É evidente que existem homens e mulheres que são exceção a esse modelo, e isso me traz enorme esperança! Mas o Livro Sagrado deixa muito claro que as nossas armas não são “carnais” (terrenas). Sendo assim, a forma de um cristão genuíno se manifestar nesse mundo não é —e nunca será— por meio da beligerância, do olho por olho, do enfrentamento corpo a corpo. Mas, sim, através da manifestação da justiça e da equidade por nosso modo de viver.

A Bíblia também nos diz que a paz “é fruto da justiça”. Mas essa justiça não é aquela da vingança, é a justiça do reino de Deus. É a que ensina que o nosso papel é combater a desigualdade social e a fome; que afirma o nosso dever de promover oportunidades aos egressos do sistema prisional; é aquela que demonstra que devemos cuidar dos vulneráveis, como os dependentes de substâncias psicoativas; aquela que nos ensina a banir a misoginia, a homofobia, a ​transfobia e o racismo de nosso quintal.

Pegar um revólver e ser valente é fácil! Mas o cristianismo não surgiu para nos tornar valentes. Nós não fomos chamados para termos armas de fogo. O argumento de portá-las como proteção ou defesa é um eufemismo para justificar o desejo de fazer justiça com as próprias mãos. Fomos chamados para pacificar, para andar a segunda milha com quem não nos agrada, para dar alimento ao inimigo se ele tiver fome e para amar os que nos odeiam e maldizem.

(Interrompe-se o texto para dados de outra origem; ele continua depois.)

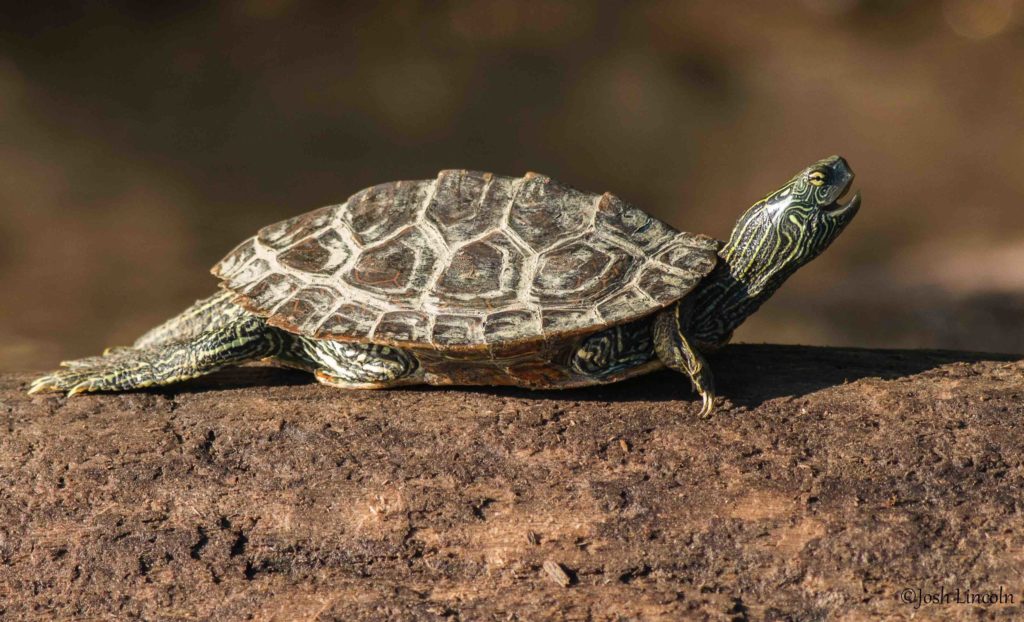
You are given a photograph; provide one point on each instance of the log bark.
(827, 483)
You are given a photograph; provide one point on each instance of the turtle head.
(775, 237)
(792, 225)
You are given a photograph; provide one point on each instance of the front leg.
(347, 365)
(676, 350)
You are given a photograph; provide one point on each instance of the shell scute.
(410, 326)
(394, 267)
(582, 272)
(467, 205)
(455, 331)
(379, 211)
(545, 212)
(487, 272)
(284, 234)
(348, 319)
(305, 309)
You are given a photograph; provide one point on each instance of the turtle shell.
(466, 261)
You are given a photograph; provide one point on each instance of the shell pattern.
(466, 261)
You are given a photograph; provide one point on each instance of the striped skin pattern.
(262, 314)
(773, 239)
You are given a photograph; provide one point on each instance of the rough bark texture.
(829, 482)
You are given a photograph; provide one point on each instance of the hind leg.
(354, 365)
(125, 369)
(676, 350)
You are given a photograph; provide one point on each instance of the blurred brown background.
(140, 141)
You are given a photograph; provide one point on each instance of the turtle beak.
(844, 211)
(839, 210)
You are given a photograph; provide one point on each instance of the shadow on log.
(827, 483)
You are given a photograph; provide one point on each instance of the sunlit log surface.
(828, 482)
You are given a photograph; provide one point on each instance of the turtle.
(478, 279)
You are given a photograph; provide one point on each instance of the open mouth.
(838, 208)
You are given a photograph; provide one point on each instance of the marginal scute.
(629, 223)
(349, 319)
(663, 285)
(680, 254)
(286, 233)
(627, 303)
(272, 290)
(456, 330)
(505, 326)
(305, 309)
(322, 255)
(403, 326)
(237, 259)
(464, 263)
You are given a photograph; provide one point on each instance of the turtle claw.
(38, 387)
(708, 405)
(79, 388)
(73, 380)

Se não for assim, não se iluda: pode-se até ter simpatia pelo Evangelho, mas se está secularizado demais para ser discípulo de Jesus Cristo. Ser seu discípulo não é ser vingador, mas é estar disposto a ser crucificado ou decapitado por escolher o lado certo.

Para os que não estudam e não se dedicam à verdadeira mensagem do Livro Sagrado, a Bíblia pode ser uma arma: para acusar, condenar e julgar.

Que a espiritualidade cristã vença o pragmatismo religioso, que a graça vença a condenação e que todo cristão “manuseie bem a palavra da verdade” e faça uso da arma mais potente, transformadora e muito mais exigente e rigorosa para seu porte: o amor ao próximo.